Here in the US we had people who spent outside their means because their means could not sustain their lives. At the same time we have a national economy where the means of a very small group are equal to all the means of everybody else. Do you think we will we see wars over resources in this country?

Equity is extremely important. I know people don’t like to hear the word equity (there is a big difference between equality and equity…). It is very important, like in a forest, that everybody get some light to thrive and grow. So even the mushrooms at the very bottom [of the forest] get their part as well as the tree whose canopy is covering the forest. [Likewise] the rich and the powerful have to realize that they cannot have it all.

We’re not talking about socialism. We’re talking about justice. We’re talking about equitable distribution of resources.

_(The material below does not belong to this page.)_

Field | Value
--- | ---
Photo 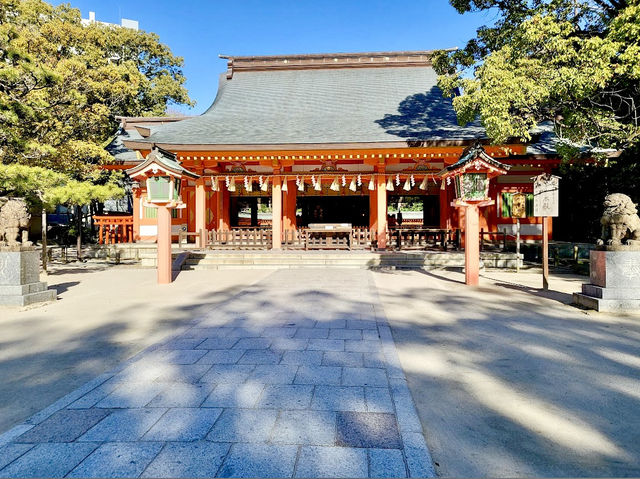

Even as we go to Copenhagen we are saying there must be some responsibility on those who have caused the problem and [who have] become extremely wealthy using a system that has destroyed the planet.  They must be willing so spend some of their resources to heal the planet. Equitable distribution is extremely important to all of us. Because if we don’t, those we marginalize, those we set aside, eventually become a burden.… Sometimes they become violent, or [otherwise] make it very difficult for the rest to enjoy our wealth. That’s why it is in all our interest to promote justice equity and to promote respect for human rights.

You often use the word “Mottainai” What is it?

Mottainai is a concept I learned in Japan.… I was trying to talk to them about recycling, reducing, reusing. But there, in the second-most-powerful economy in the world, people are used to spending. They told me they are embarrassed to reuse, because they have so much. But some of the resources they are using because they can, come from resources they should be concerned about. For example, throw-away chopsticks. Are they coming from Japanese forest? No. Probably from Congo, Brazil—or SE Asia—and [I said] you need those forests for your own survival…. So can you learn to reuse reduce, recycle as you used to before you became so rich?  And they said traditionally we had this concept “mottainai.” It embraces the concepts of respect (which we don’t have too much of), gratitude (which we don’t have too much of), and an effort not to waste (and in many countries, wastage is the number one thing to be avoided).

I hear from you not only about an eco-system in balance, but also an economy in balance. Can we have a healthy planet without changing our financial and economic eco-system?

I don’t think so. I really don’t think so. They have to go side by side because our economy is based on our environment. Unless we have a healthy environment we cannot have a health economy. What we need to understand is that we may sit here in middle of New York or London and think everything is perfect. But guess what? If everything is perfect where you are because you are damaging the environment in other parts of the world, sooner or later, that damage—down there, or east or west—that damage is going to come knocking on your door—sooner or later.